Toooor! Oldie Kai Havertz spielt auf Inka Stürmer, die zieht direkt ab. Unhaltbar für die Torhüterin von Brasilien!“ So ruft es die Stimme eines Moderators während eines möglichen deutschen WM-Eröffnungsspiels. Zuschauerrekord vor den Fernsehern des Öffentlich-Rechtlichen, den es Gott sei Dank immer noch gibt. In der Zukunft. Wenn das Ende des reinen Männerfußballs besiegelt ist.
Wetten, dass vielleicht schon nächstes Jahr in Katar, mit Sicherheit aber 2030 die erste Fußballweltmeisterschaft stattfinden wird, bei der Männer beim größten globalen Sport- und Medienereignis nicht mehr nur gegen sich antreten, sondern die besten Männer und Frauen ihrer Nationen in einem Team spielen?
Das mag noch abwegig klingen, schaut man aber genauer hin, spricht alles für diese These. Mit dem Siegeszug von Gendergerechtigkeit und Geschlechterdiversität wird das bereits heute oftmals anachronistisch anmutende Männerspiel schon bald keinen „Sinn“ mehr ergeben. Die Stimmen werden sich mehren, die es zuerst als unangenehm und später als nicht hinnehmbar empfinden, dass ein so großes mediales Ereignis immer noch in diesem Repräsentanzrahmen stattfindet. Dass ausschließlich Männer durchs Bild laufen, wenn Millionen zuschauen. Gemischte Expert*innenrunden im TV, wie sie bei dieser EM überhaupt erstmals stattfinden, sind hier Vorläufer einer zwangsläufigen Entwicklung.

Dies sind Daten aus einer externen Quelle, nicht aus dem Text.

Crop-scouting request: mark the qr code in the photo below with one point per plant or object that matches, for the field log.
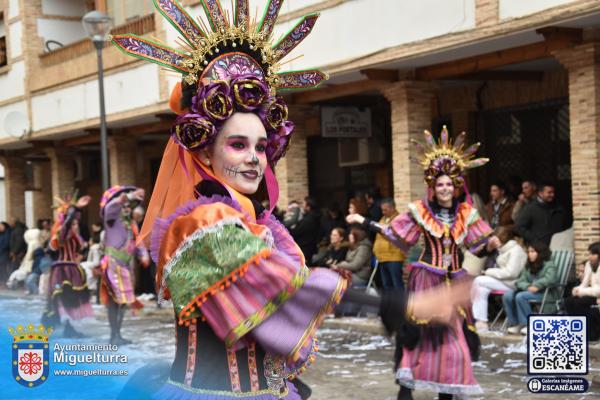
(557, 344)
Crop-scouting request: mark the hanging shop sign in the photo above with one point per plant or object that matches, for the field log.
(345, 122)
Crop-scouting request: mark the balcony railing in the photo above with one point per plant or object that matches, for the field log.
(139, 26)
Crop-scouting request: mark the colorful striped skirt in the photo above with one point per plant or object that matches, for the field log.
(444, 367)
(69, 293)
(117, 282)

Aber wie steht es mit den Körpern?, wird man fragen. Sind Frauen und Männer nicht einfach so verschieden gebaut, dass dies keine Gendertheorie wegerklären kann? Wer sich die Spiele dieser EM anschaut, sieht richtig: Gefragt sind gigantische Modellathleten mit so muskulösen und dynamischen Bodys wie noch nie zuvor. Wie sollten Frauen mit Typen wie Erling Haaland oder Romelu Lukaku mithalten? Ab der Pubertät können Mädchen nun einmal nicht mehr so schnell sprinten, so hoch springen oder ihren Körper so brachial zum Abschirmen des Balles einsetzen wie Jungen. So jedenfalls der aktuelle Stand der Wissenschaft.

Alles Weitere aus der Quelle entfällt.